Mas do ideal ao real, ainda há um longo caminho a percorrer. É por isso que José Tribolet, professor catedrático do Departamento de Engenharia Informática do Instituto Técnico de Lisboa, defendeu durante a sua exposição que é preciso identificar os problemas vitais de uma comunidade e encontrar soluções através da ciência e da tecnologia. “E para isso é preciso ir chatear reitores das universidades, são precisos projetos da Academia”, vinca.

À distância de um clique, também participou Ernst Gotsch, agricultor e investigador suíço há mais de 40 anos que promove e desenvolve técnicas de agricultura sustentável. Em conjunto, Ernst e o festival Encontros de Alvito lançaram o projeto Floresta Pedagógica para garantir, por um lado, “padrões de consumo e produção sustentável e, por outro, proteger, restaurar e promover o uso sustentável dos ecossistemas terrestres, propondo a criação de uma Floresta Pedagógica e Comunitária no concelho de Alvito”, lê-se no website oficial.

Para isso, Ernst vai utilizar os seus métodos conhecidos como “Agricultura Sintrópica”, em que faz a simbiose entre práticas ancestrais e novos métodos de produção agrícola, pouco poluentes para o ambiente. O exemplo mais notável do agricultor é a sua quinta na Bahia, no Brasil: recompôs 410 hectares de terras deterioradas que levou ao ressurgimento de 14 nascentes e cativaram o reaparecimento de espécies de fauna nativa.

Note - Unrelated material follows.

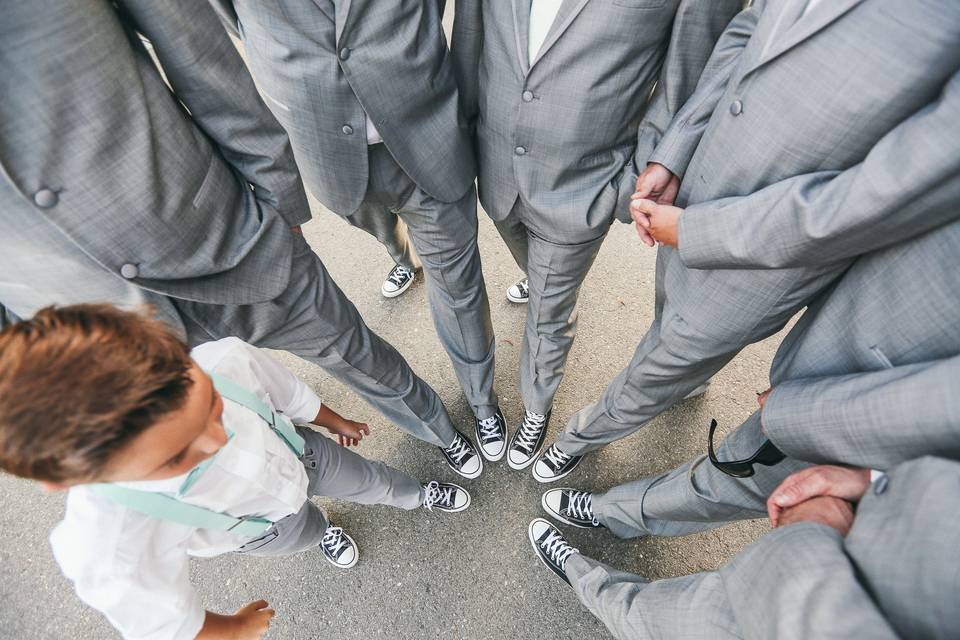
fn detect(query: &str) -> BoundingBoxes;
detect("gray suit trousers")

E se da terra se pode colher uma agricultura mais sustentável, também se pode colocar o sol como o centro do sistema das energias renováveis, não fosse essa a provocação da primeira cooperativa de energias renováveis do país, a Coopérnico. A representá-la nesta primeira conversa esteve Rui Valente e Luísa Lourenço. Explicaram o percurso da Coopérnico, fundada em 2013, e que já conta com mais de dois mil cooperantes. A ideia é utilizar a energia fotovoltaica como alternativa à EDP através de cooperantes distribuídos em grupos locais.

“No que estamos agora, também, a trabalhar, é a ter junto dos grupos locais o estímulo às comunidades de energia, no fundo promover a partilha de energia”, ou seja, “entre vizinhos poderem instalar os seus próprios painéis nos prédios ou nos bairros e partilharem a energia e até fomentar o mercado”, explica Luísa Lourenço. E ajudar quem precisa, acrescenta: “Essa comunidade de energia até pode ceder energia a pessoas que não tenham neste momento capacidade.” Em Beja e em Évora ainda há poucos cooperantes da Coopérnico, mas são iniciativas como o festival que demonstram “alguma dinâmica [ao território], o que é importante”, concordam Rui Valente e Luísa Lourenço.

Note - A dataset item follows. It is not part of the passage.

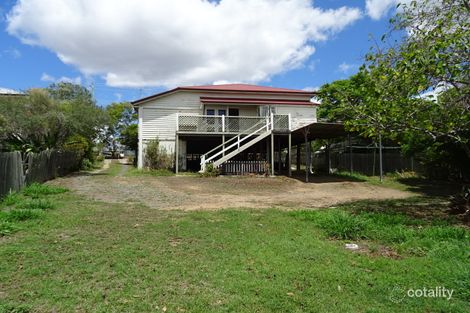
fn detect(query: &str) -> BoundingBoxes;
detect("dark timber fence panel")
[0,149,81,198]
[0,151,24,197]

É importante ainda debatê-los nos territórios em questão, vivenciá-los na própria pele, acredita Paula Vieira: “Acho que este tipo de encontros faz todo sentido. Pensar sobre estes temas numa zona em que se vivem estes problemas diariamente e que têm contacto direto com este tipo de questões diariamente.”

MIMMO Epifani
Braima Galissá
Sérgio Cobos
O espetáculo E-NXADA, circo contemporâneo, teve lugar na Praça da República.

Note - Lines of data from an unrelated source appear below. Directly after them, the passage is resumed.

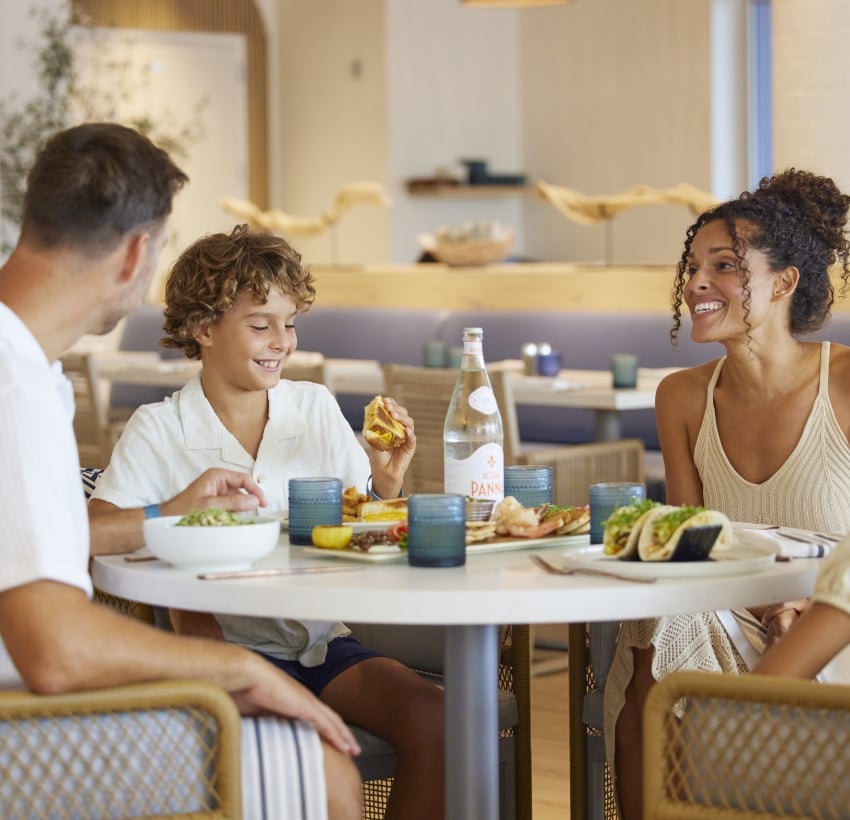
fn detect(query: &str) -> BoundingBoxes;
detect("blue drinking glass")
[504,465,553,508]
[589,482,646,545]
[407,494,466,567]
[288,477,343,545]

Os Encontros de Alvito foram, durante dois dias, muito mais do que um festival: foram o ponto de encontro entre saberes, reflexões e vivências, uma forma de refletir os territórios, Alentejos dentro de Alentejos, que ainda são o berço de crianças que mais tarde se vão tornar os adultos de amanhã. “É isso que a gente espera das pessoas, que elas se juntem a essa ação e que vejam que estamos a fazer isto por um bem maior”, defende Gonçalo Pôla. Para Benjamin, “o que esta intervenção está a fazer é mesmo muito importante e acho que pode ser a mudança. O sucesso desta iniciativa pode representar uma mudança muito positiva para Alvito, para a juventude de Alvito, para a cultura em Alvito, para o seu empreendedorismo, para a economia do Alvito”, defende o músico.

Pelos vários palcos do Encontros de Alvito passaram concertos com o grupo musical De Moda em Moda, com Edgar Baleizão e Tiago Dores, um duo entre AP Braga e Mimmo Epifani, Sérgio Cobos, Braima Galissá com o seu Kora, e ainda o espetáculo de circo contemporâneo E-nxada. A noite terminou ao som da DJ Candy Diaz, na Praça da República. No rescaldo da edição zero deste festival, provou-se que é possível criarem-se ligações após vários desencontros, afirmar o território em parcerias e iniciativas ecológicas sustentáveis e contribuir para a comunidade. Mais uma história que se acrescenta às inúmeras da memória de um povo e que se espera renovada no próximo ano.